The column below reflects the views of the author, and these opinions are neither endorsed nor supported by WisOpinion.com.

The Aug. 9 primary results sealed Tim Michels’ GOP candidacy for Wisconsin’s gubernatorial election. The Republican gubernatorial primary made for a highly competitive, and often times heated, race between Michels and former Lieutenant Governor Rebecca Kleefisch.

The race was largely symbolic of two looming GOP forces in Wisconsin’s recent memory: Former Governor Scott Walker and Former President Trump. Kleefisch was a Walker-endorsed establishment GOP candidate and Michels was a Trump-endorsed political outsider. It was, as some put it, the old GOP vs the new GOP. And Republican voters decided, by a 5 point margin, they want out with the old and in with the new.

Naturally, Michels’ victory promptly raised fundamental questions for Wisconsin politics. Daniel Bice of the Milwaukee Journal Sentinel asked Twitter: “Is this the end of the Scott Walker era in Wisconsin politics?” and Ruth Conniff of the Wisconsin Examiner gave insightful election analysis in her article: “How Trumpy are we, Wisconsin?” Similar questions were raised in local and national coverage of the election.

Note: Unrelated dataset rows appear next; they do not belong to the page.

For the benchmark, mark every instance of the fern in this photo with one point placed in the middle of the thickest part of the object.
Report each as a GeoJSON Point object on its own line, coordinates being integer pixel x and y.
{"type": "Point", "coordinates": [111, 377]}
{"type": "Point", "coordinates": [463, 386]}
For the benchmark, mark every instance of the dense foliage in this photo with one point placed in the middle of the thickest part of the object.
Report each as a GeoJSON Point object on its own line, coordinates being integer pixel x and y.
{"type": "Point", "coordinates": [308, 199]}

Analysis from previous and equally surprising election results in Wisconsin may shed light on answering these questions. In her book, “The Politics of Resentment: Rural Consciousness in Wisconsin and the Rise of Scott Walker,” Kathy Cramer, professor of political science at UW-Madison, writes about her direct engagement with rural Wisconsin voters to unveil their stories, concerns, and relationships (or lack thereof) with their representatives. Although the argument is centered around the rise of Scott Walker in 2011, its insights are just as applicable to Trump’s victory in Wisconsin in 2016 and, as I argue, the results of the Aug. 9 election.

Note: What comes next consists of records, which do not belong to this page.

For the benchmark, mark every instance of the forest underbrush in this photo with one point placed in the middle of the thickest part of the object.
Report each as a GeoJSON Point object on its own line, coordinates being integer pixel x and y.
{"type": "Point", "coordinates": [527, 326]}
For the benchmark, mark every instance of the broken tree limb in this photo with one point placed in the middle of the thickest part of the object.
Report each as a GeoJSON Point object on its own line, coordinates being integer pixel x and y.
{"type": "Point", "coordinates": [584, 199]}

The role and politics of resentment, as Cramer understands it, arises from a feeling of not getting one’s fair share of political power, economic resources, and a fair representation of one’s concerns in government. From this perspective of rural Wisconsinites, wealth and political attention are concentrated in the cities far from rural communities. The urban elites control the decision-making power and simply do not share the same priorities and, deliberately or not, ostracize them through rhetoric and policy. What rural voters want is a political outsider who shares their values and, ultimately, their social identity.

Trump was notorious for recognizing this feeling and developing it into a political strategy in and outside of Wisconsin in 2016. He was able to appeal to the interests of those who felt left behind while creating scapegoats–immigrants, China, elites–for the concerns they expressed. Michels followed suit.

Undoubtedly, Trump’s endorsement of Michels gave him a boost in this regard. Despite creating some distance between himself and Trump in policy, most notably in election integrity, Michels ran as an outsider, created similar appeals to those who felt their voices were continually ignored, and adapted Trump rhetoric to his political goals by proposing to “drain the Madison Swamp” as a top campaign priority.

Michels’ messaging and background secured his overwhelming levels of support in rural areas across the state and kept him unusually competitive in the Milwaukee suburbs. Kleefisch, despite having nearly identical policy positions, lacked the same appeal to Republican voters and couldn’t escape the establishment, insider, old GOP label. So long as resentment is at play, a Trump candidate is always favored over a Walker one. And in this case, Michels filled that mold.

Of course, no-one is claiming that resentment is the only factor at work here, but rather one among many. It’s hard to ignore, for instance, Michels’ multi-million dollar contribution to his own campaign that financed TV ads to promote name recognition. But resentment certainly comes off as a factor worth paying attention to and, in particular, one that appears undervalued in recent election analysis and our characterization of political “eras” in Wisconsin. Looking ahead, it deserves more discussion in the November race against Evers and, for that matter, 2024 with the return of Trump or Trump-esque candidates.

We may have seen the end of the Walker era in Wisconsin politics on Aug. 9, but the era of resentment–stretching back far before Walker–will likely continue to play an insidious role in future elections at the local, state, and national level.

– Nick Hollman is a Madison native and currently resides in Arlington, VA.